High blood pressure, in which the pressure of blood in the arteries is high, is a leading cause of stroke. Conditions like previous stroke episodes, transient ischaemic attacks, high cholesterol, heart diseases, diabetes, and sickle cell disease raise the risk of stroke.
Some of the risk factors of stroke can include a faulty diet – high in trans-fat and unhealthy fats, a sedentary lifestyle causing physical inactivity, consuming excess alcohol and smoking, or being obese. Family history can be important as genetic factors like high blood pressure, high blood cholesterol, history of stroke can raise the risk.

The risk of stroke increases with age. So taking the right steps in the middle ages can ensure healthy aging.

Know the symptoms of stroke

It is very important to know the symptoms of a stroke. If you or the person around you begins experiencing such symptoms, it is necessary to note the time the symptoms begin. Some of the common symptoms of stroke include the following
• Trouble speaking, slurred speech, and difficulty in understanding what others are saying
• Difficulty in seeing, blurred vision, double vision may occur in one or both eyes
• Sudden weakness, numbness, often affecting one side of the body. Difficulty in raising one arm or drooping of one side of the mouth
• Sudden, severe headache, sometimes with dizziness, vomiting, or unconsciousness
• There may be trouble walking, stumbling, or loss of balance and coordination difficulty

Some of the other symptoms of stroke may include pain in the face, legs, hiccups, shortness of breath, chest pain, fast heartbeats, feeling weak all over.

Warning signs of stroke

A simple test to know the warning signs can be done using the acronym F.A.S.T. that makes it easy to remember. A person in stroke needs immediate medical attention, So think FAST – in the real sense too.

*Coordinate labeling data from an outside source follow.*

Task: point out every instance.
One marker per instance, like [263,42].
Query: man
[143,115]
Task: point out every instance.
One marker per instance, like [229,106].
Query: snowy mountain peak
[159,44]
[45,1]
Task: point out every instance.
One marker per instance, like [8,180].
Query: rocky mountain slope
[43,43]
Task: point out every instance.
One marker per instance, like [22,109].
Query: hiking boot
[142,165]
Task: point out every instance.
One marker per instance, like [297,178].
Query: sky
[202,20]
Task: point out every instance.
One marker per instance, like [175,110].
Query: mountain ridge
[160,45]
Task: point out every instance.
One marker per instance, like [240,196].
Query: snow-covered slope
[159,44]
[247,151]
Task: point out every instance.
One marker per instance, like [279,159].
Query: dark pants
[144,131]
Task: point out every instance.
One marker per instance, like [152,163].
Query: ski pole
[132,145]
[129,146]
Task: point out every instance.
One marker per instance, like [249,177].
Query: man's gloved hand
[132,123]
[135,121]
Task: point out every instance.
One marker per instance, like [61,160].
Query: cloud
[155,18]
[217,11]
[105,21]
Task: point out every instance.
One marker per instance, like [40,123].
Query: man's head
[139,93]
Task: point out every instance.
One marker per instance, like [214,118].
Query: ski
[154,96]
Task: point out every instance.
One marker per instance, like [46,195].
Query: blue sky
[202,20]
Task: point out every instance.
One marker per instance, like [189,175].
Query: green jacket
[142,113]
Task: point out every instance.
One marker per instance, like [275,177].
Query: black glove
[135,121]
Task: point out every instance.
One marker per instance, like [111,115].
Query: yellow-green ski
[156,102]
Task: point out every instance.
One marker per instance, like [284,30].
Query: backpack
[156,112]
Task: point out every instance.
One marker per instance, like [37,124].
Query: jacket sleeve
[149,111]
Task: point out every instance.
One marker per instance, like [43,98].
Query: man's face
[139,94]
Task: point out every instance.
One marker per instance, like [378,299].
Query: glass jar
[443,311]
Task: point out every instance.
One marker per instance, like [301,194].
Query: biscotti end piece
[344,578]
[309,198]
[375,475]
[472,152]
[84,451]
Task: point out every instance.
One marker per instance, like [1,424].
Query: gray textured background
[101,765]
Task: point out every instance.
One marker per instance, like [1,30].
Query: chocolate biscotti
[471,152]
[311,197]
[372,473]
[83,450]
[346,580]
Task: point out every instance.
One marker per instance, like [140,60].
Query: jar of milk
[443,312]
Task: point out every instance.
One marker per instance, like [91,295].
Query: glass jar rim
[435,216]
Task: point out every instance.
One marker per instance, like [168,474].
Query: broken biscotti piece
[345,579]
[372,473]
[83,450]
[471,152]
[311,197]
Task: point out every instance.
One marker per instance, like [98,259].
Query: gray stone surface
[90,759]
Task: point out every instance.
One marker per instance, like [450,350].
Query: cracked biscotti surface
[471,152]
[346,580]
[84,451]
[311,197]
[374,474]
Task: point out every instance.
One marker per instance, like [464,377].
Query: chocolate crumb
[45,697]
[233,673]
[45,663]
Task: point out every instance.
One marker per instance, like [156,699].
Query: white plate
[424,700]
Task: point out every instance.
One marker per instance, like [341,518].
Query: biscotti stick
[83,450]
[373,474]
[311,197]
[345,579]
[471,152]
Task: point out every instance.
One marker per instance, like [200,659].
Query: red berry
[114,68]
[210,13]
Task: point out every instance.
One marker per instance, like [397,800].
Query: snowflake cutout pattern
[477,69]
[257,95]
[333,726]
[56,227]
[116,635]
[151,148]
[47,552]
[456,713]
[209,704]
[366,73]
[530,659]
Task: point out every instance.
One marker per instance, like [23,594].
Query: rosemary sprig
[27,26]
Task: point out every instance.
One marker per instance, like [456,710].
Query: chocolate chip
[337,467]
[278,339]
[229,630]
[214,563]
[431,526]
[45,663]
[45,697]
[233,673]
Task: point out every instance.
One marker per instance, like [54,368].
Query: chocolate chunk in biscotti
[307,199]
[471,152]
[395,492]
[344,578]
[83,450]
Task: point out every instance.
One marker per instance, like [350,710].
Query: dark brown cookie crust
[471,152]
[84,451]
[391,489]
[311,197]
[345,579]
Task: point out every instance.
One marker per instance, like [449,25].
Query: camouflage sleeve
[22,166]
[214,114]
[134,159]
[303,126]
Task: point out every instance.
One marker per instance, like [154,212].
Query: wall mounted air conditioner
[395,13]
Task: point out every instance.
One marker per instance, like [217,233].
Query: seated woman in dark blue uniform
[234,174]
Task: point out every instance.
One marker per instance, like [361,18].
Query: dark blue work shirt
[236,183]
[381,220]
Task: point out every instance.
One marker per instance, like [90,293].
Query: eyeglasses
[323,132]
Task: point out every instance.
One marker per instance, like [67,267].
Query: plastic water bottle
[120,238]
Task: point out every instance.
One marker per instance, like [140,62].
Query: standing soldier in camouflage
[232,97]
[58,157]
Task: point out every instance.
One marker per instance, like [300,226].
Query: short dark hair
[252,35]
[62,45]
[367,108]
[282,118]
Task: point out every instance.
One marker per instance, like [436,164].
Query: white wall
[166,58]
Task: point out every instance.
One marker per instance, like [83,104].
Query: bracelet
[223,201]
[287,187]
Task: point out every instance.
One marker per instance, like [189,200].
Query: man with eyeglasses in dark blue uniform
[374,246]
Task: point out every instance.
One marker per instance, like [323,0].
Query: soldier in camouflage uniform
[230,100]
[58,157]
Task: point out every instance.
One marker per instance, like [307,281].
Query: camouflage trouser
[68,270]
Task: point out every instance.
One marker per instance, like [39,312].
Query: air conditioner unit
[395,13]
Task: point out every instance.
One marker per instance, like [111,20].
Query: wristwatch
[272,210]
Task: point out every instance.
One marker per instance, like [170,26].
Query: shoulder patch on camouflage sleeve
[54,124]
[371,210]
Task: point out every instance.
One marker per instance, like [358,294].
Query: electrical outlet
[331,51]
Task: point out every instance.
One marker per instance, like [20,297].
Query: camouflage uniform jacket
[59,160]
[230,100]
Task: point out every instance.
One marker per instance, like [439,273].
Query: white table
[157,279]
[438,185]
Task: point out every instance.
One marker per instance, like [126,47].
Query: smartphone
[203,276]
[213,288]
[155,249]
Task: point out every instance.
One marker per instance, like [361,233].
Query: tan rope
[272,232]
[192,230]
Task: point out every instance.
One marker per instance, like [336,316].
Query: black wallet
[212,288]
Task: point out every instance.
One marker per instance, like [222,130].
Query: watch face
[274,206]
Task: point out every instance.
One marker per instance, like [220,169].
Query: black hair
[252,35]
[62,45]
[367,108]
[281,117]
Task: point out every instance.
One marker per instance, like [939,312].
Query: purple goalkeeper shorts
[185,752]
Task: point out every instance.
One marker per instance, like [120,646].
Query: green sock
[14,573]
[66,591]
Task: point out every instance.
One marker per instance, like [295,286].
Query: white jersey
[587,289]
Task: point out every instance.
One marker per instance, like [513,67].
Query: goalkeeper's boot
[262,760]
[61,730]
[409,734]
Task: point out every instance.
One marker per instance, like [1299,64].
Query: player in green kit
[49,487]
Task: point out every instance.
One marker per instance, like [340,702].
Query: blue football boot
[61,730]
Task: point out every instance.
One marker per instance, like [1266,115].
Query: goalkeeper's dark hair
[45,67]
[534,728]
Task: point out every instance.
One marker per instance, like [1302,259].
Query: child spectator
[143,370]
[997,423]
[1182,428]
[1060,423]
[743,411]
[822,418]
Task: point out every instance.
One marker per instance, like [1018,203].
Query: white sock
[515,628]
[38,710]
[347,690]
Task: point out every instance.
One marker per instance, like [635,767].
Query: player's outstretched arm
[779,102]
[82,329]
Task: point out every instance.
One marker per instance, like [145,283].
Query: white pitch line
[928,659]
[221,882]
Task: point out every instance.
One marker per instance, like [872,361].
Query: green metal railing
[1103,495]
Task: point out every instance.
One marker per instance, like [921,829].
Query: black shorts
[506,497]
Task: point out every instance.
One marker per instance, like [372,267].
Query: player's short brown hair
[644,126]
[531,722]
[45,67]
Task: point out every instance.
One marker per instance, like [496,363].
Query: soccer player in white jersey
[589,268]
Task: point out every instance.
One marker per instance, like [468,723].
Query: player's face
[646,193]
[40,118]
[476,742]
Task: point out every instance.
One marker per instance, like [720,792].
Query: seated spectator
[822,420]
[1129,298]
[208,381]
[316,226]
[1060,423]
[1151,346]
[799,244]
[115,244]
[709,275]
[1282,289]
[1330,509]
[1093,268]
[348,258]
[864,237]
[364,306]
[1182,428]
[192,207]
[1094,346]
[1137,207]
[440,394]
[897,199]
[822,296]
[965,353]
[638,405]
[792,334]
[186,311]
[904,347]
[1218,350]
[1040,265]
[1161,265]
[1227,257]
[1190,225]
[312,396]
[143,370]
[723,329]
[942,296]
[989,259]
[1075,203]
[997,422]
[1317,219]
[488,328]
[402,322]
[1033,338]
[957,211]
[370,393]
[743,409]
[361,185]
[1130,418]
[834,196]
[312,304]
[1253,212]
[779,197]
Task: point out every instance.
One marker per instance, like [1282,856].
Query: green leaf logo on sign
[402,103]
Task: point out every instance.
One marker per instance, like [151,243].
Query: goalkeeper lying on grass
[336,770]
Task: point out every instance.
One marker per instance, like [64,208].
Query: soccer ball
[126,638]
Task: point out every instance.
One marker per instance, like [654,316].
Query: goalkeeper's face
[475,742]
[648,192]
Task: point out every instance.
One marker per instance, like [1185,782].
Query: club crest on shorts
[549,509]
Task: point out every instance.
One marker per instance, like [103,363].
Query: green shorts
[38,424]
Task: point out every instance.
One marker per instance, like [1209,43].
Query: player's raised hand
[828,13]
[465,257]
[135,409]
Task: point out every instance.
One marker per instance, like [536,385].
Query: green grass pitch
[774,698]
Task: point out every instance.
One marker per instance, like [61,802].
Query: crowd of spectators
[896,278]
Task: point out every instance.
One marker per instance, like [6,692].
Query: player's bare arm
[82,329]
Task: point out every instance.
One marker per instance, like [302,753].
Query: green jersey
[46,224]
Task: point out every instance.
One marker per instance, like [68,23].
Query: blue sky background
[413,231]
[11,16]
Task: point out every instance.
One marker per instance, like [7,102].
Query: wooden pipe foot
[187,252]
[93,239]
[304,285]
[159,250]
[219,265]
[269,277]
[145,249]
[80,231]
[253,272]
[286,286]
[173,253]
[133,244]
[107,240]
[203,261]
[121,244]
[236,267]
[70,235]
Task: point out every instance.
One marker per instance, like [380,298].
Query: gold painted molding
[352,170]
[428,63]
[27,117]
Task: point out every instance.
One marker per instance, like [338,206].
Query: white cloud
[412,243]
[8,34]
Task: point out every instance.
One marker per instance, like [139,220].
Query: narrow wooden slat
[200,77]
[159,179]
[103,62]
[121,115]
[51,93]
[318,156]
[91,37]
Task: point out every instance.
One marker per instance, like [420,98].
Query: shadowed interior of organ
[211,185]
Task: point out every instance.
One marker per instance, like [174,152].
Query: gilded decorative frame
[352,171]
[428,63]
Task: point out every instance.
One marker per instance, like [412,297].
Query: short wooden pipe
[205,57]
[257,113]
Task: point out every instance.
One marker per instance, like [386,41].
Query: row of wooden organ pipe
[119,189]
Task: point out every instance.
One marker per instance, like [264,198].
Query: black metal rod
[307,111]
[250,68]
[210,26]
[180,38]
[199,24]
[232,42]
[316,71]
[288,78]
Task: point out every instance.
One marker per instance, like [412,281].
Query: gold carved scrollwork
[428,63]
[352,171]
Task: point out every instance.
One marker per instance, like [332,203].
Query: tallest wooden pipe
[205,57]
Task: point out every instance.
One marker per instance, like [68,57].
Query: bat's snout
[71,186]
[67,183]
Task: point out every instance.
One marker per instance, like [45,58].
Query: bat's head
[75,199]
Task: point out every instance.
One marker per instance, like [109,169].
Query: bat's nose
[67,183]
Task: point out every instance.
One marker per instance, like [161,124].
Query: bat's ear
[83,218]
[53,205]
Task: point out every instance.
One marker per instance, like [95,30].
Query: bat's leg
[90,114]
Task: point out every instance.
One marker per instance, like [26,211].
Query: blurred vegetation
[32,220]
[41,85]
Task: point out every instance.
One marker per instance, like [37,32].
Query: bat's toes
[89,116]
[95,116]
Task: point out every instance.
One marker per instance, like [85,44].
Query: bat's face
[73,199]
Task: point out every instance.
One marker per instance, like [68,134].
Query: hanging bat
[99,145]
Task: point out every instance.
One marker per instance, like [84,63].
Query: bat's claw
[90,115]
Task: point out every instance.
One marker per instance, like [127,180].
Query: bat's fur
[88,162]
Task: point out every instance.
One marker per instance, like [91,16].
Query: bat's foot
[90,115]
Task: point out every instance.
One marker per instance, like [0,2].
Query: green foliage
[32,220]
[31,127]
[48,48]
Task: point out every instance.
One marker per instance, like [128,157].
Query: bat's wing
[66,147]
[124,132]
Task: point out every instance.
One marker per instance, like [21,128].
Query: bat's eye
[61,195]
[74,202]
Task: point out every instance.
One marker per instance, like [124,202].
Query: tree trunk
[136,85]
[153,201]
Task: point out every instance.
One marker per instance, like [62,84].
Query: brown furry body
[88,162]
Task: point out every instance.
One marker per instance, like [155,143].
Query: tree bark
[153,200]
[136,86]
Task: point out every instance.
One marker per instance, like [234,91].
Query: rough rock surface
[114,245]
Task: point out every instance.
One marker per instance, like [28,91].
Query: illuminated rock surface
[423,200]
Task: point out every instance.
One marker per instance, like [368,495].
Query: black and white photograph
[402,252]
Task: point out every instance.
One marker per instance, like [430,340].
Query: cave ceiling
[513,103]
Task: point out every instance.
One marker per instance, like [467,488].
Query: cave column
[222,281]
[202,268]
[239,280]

The warning signs of stroke include
F – Face: Check the smile – Does the face droop on one side? Is the smile uneven?
A – Arms: Check for weakness on one side of the body – Does one arm drift downward?
S – Speech: Check the speech – Is it slurred or strange?
T – Time: Check the time – Did the symptoms appear suddenly? Call medical help immediately?

Treatment mainly depends on the cause and type of stroke.

Preventing stroke

Here are some of the important ways to prevent a second stroke. You can plan a healthy lifestyle with these easy tips from experts.
• Monitor your blood pressure regularly
• Keep your cholesterol in check
• Control your blood sugar level
• Stay active – do some physical exercises daily
• Eat better – choose healthy foods over unhealthy fats
• Lose weight is you are obese and maintain an ideal weight
• Stop smoking and limit alcohol intake

See your doctor and get your health conditions treated in time. Heart conditions and previous stroke-like symptoms need appropriate treatment. Plan a healthy lifestyle and follow the given medical advice.